This time for Africa

It’s been a month since we got back from Oceania and I’ve had a few busy weekends in the USA: I completed a 1km swim in the 4°C waters of New York (and qualified for Antarctica), I swam about 20km in the 14°C waters of California (more on that later) and I took part in a 12km race in the 24°C of Florida – a 20°C difference in waters!

Next Wednesday we will be heading to South Africa to tackle Continent #2. The Freedom Swim, considered the “Everest” to every open water swimmer in South Africa, covers the stretch of water from Robben Island to Cape Town. Distance is not excessive but lower water temperatures as well as abundant marine life (including great white sharks) make it a very challenging swim. It is also a very special year, as Nelson Mandela would have turned 100 years old. I still remember seeing him from afar during his last public appearance at the final match of the 2010 World Cup.

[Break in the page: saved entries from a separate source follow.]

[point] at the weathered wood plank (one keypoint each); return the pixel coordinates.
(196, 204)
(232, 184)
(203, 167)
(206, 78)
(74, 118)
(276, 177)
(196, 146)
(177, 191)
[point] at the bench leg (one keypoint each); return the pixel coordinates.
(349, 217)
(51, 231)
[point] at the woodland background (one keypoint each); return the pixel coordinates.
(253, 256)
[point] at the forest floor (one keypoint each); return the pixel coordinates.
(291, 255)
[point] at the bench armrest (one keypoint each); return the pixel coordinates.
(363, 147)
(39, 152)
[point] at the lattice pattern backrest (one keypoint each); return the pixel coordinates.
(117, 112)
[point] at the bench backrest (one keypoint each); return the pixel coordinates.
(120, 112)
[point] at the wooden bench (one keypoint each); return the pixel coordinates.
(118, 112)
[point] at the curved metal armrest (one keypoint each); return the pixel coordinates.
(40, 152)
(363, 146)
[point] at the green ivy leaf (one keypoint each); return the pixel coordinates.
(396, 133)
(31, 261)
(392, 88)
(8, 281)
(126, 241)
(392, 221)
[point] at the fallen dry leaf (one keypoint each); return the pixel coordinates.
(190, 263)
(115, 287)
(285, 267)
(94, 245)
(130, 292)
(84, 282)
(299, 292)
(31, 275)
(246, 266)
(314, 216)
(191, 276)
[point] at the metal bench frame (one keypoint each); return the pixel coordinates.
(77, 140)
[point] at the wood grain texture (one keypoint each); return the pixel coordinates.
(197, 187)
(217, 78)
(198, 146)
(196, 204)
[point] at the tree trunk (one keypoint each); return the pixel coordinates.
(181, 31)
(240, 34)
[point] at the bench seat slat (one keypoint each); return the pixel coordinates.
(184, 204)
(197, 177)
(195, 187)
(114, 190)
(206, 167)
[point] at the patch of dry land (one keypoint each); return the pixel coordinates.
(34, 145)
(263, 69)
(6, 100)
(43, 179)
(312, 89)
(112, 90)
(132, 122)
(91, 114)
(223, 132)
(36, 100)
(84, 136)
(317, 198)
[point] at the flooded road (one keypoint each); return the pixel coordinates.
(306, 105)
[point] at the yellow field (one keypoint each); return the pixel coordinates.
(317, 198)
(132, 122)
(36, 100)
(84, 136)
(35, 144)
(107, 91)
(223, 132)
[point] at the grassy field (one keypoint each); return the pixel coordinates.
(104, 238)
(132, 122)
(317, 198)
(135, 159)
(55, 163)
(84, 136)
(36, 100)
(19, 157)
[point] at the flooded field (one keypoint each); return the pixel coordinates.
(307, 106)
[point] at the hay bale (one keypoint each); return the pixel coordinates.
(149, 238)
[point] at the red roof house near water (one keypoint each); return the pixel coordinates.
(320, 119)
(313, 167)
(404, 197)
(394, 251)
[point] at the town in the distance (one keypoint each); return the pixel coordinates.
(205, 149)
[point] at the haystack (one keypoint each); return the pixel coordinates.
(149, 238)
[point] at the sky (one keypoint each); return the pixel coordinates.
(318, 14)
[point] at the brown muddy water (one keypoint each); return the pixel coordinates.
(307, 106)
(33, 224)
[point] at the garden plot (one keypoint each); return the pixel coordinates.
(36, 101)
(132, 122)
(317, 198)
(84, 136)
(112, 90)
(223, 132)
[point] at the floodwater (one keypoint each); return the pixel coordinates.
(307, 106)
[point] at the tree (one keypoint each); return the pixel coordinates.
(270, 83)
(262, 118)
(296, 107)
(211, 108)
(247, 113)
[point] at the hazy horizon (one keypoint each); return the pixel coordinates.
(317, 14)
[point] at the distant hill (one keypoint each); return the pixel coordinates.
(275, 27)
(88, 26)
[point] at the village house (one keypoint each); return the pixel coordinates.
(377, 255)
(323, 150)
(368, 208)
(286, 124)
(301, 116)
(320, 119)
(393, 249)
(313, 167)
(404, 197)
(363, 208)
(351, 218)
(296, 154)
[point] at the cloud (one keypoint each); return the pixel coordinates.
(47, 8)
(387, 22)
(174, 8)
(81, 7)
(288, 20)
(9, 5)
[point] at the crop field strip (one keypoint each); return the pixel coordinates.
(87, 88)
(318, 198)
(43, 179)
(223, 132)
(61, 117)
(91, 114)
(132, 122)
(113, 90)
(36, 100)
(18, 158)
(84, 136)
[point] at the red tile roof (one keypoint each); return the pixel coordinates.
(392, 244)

There will be about 60 of us facing the Channel next Saturday – half of us in skins, half of them in wetsuits. Only 2,000 people have swum it before (including one Spaniard), about the same number as the English Channel. Olympian Troy Prinsloo holds the course record with an astonishing 1h23’, Theodore Yach has swam it 105 times, and Abriella Bredell became the youngest one to do it last January with only 11 years old. If conditions are good, I would love to complete it under 2h – but if we’ve learned one thing so far in this global journey, it’s that conditions are always unpredictable.

The first time I visited the Mother City in 2007 my dear friend Richard took me for a diving adventure in Gansbaai, just 100 miles off Cape Town. Watching a 12-foot great white furiously biting the cage I was in, just centimeters away from my face is not something you forget easily. But for the 2 hours I will be in the water on Saturday, I will try to think of anything but that. 

In any case, it will be great to tackle one of the most revered swims in the African continent, my second prison break after I escaped Alcatraz last September, and a good training towards colder water swims. It is no coincidence that the International Ice Swimming Association (IISA) and the Antarctica swim are managed by South Africans.